Once Batman finds The Riddler, he learns that Nygma received a poorly designed invitation as well but chose to ignore it because none of the "i"s were dotted with little question marks. But that doesn't mean The Riddler doesn't want to play his own game. So he challenges Batman to answer more riddles before he'll help Batman uncover the person behind Gotham's problems.

Meanwhile a whole bunch of super villains have been freed from incarceration and gathered together on the street along with Catwoman who got an invite and actually decided it was worth her time to show.


I have some advice for you Batman! Just give up and move to Metropolis already.

The person behind it all gives all of these goons every resource taken from Batman and Wayne Enterprises. Money, weapons, huge batsuits equipped with Gatling gun fists. They receive them all and are told to begin fucking up Gotham.

Oh man. I hope Wrath isn't behind all of this!

The Riddler refuses to help Batman and would rather die in an avalanche. So they're consumed by snow. Too bad for Riddler, I'm looking at the cover of Batman Eternal #40 right now and it looks like the avalanche doesn't help him get away. But there's good news for Vicki Vale! The deadline on her Truth Report has just been extended!

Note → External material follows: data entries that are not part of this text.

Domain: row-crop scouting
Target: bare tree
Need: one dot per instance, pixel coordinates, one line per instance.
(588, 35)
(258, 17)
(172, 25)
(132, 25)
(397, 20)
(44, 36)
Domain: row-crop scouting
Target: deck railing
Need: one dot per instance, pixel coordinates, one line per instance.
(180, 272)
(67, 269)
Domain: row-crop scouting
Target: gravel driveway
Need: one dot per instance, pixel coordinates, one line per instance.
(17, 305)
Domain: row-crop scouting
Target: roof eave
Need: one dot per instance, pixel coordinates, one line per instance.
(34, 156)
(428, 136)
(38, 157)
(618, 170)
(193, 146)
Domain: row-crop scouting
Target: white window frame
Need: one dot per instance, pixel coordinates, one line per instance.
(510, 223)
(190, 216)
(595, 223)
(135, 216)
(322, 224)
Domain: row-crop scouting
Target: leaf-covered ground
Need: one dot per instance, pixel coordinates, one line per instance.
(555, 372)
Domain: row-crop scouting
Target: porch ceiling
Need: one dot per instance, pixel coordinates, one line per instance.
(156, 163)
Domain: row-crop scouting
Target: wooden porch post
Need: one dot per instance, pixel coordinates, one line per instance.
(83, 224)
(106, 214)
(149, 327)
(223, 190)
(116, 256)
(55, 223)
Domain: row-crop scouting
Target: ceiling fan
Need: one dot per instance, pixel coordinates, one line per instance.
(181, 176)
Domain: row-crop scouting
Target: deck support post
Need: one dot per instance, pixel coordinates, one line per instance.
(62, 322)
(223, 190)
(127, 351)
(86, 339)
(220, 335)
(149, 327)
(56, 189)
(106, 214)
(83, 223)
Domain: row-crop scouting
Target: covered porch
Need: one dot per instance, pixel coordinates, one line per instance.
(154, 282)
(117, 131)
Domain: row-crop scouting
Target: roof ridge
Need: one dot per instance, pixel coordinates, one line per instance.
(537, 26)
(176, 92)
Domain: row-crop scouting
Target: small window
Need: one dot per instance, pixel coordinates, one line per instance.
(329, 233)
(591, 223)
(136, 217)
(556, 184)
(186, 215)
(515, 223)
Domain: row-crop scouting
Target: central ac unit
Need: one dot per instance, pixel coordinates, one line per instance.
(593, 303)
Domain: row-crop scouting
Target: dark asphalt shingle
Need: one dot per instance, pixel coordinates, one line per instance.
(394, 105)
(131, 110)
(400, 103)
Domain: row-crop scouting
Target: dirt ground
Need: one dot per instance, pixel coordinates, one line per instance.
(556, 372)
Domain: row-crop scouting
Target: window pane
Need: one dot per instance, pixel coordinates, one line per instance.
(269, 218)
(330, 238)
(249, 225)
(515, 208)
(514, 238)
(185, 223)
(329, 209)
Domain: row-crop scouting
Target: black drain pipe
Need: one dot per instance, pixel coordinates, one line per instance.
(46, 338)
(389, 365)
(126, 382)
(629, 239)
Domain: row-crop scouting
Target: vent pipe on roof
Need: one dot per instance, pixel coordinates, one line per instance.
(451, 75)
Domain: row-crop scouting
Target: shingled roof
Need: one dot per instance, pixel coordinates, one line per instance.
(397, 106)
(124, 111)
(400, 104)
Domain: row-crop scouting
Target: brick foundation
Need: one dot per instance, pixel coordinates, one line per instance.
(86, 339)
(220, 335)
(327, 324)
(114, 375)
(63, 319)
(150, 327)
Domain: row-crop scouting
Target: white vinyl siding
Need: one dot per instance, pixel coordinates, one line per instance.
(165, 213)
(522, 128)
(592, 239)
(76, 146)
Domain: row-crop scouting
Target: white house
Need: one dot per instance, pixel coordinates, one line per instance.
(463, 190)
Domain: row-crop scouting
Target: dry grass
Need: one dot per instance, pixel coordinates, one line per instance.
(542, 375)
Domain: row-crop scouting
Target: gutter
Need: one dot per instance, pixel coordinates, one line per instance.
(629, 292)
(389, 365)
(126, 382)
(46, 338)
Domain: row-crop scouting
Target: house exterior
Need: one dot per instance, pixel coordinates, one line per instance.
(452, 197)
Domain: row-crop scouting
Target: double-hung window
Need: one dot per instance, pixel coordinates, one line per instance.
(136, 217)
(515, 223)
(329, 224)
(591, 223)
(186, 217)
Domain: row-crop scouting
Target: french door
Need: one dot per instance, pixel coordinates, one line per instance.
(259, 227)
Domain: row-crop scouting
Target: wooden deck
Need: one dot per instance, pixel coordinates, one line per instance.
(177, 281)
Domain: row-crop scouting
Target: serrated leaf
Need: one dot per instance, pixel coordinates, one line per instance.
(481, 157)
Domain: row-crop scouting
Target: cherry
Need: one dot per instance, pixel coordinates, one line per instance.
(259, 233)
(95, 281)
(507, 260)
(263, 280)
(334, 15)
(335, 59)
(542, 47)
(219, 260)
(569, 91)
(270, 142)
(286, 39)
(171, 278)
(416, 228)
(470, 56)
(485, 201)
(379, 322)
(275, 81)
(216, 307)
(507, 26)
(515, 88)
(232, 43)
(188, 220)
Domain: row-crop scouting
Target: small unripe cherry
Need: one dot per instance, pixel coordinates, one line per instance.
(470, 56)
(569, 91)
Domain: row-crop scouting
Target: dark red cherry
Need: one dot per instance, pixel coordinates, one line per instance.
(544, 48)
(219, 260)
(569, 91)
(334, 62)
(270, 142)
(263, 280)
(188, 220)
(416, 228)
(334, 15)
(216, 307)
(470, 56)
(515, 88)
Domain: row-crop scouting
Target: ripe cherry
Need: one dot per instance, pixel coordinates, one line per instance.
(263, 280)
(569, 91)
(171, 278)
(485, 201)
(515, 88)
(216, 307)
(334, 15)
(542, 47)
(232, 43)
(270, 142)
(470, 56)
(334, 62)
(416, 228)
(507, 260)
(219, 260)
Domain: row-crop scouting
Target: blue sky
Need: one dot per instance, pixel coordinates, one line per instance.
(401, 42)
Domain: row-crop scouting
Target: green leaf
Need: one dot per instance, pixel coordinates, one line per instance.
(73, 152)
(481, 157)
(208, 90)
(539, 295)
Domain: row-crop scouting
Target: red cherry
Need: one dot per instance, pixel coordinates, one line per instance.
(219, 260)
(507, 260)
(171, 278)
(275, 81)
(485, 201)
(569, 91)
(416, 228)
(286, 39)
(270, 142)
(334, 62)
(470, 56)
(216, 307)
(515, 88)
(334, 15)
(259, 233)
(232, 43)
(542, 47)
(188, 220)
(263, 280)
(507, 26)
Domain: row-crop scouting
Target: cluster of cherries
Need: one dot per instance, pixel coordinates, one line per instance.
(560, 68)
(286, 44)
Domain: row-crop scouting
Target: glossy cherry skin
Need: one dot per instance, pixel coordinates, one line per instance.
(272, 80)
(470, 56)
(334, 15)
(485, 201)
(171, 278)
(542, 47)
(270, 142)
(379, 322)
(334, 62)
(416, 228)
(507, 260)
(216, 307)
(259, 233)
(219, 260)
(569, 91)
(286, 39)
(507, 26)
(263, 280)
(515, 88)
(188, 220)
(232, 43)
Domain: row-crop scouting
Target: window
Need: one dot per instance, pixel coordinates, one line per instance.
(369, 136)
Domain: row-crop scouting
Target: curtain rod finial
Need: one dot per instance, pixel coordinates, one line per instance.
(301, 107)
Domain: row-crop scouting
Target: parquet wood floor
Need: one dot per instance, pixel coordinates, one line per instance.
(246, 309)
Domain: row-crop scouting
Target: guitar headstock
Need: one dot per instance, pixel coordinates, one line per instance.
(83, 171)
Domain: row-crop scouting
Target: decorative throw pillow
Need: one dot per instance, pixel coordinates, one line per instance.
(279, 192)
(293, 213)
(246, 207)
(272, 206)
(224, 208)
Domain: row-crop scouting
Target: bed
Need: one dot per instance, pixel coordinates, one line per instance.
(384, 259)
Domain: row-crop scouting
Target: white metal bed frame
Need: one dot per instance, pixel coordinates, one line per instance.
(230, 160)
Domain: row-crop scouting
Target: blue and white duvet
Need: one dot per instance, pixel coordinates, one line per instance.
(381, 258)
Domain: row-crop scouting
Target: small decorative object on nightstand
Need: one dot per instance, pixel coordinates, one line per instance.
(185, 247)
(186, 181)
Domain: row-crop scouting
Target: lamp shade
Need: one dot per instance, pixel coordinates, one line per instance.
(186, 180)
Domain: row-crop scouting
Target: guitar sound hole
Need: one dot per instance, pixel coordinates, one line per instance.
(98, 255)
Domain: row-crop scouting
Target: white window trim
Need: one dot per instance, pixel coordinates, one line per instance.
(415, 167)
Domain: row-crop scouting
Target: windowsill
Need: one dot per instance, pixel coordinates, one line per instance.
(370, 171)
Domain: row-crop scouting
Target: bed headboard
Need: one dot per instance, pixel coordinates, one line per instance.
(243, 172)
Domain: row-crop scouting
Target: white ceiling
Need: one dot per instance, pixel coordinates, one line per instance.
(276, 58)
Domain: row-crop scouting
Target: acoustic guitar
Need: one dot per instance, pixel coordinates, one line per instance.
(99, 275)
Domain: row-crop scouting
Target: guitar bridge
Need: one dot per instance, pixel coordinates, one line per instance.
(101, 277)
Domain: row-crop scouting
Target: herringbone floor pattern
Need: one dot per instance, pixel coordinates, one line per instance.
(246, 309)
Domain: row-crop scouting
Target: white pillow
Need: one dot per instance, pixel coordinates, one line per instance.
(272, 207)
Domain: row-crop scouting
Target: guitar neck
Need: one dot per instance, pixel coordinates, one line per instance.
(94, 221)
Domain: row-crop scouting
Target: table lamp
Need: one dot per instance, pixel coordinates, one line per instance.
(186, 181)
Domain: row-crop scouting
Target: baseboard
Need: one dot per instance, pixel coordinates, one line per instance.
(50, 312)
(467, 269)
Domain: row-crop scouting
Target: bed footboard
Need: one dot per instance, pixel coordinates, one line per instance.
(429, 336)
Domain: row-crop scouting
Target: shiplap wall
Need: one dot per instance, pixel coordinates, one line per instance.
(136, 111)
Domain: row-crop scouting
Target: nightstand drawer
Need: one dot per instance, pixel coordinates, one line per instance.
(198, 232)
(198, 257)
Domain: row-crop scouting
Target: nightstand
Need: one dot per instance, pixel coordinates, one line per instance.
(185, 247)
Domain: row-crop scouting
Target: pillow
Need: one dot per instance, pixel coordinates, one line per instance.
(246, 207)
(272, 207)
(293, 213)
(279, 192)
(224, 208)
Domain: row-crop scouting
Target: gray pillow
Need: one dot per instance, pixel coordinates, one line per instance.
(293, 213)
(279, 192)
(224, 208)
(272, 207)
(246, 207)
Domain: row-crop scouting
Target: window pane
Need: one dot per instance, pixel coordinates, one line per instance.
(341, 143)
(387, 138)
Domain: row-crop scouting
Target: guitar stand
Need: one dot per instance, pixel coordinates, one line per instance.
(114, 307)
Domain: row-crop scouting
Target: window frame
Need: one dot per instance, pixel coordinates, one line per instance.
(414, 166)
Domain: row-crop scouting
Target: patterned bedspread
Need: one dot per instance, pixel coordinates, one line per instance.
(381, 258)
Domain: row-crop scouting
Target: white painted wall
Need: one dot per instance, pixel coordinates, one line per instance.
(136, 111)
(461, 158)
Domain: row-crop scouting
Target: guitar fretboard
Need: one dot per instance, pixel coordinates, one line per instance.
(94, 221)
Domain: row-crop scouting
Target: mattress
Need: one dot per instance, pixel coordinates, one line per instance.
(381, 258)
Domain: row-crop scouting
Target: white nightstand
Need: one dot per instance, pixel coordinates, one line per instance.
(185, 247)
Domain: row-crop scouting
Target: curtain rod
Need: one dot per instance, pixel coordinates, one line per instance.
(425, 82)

Other bad news: she might be too dead to take advantage of the extra time.

Batman Eternal #39 Rating: No change. I really have forgotten what it's like to just sit down and read a comic book without wanting to suddenly write about it and maybe go off on a tangent for five minutes before getting back to the comic book where the entire flow of the story has been interrupted by my need to write about Friday the 13th. Are comic books even worth reading when you're not entertaining yourself by writing about them and cracking stupid jokes? I don't think they're worth three to four dollars without all this extra commenting fun! I guess, in a way, I'm more entertained by myself than I am by the comic books. Yay for me!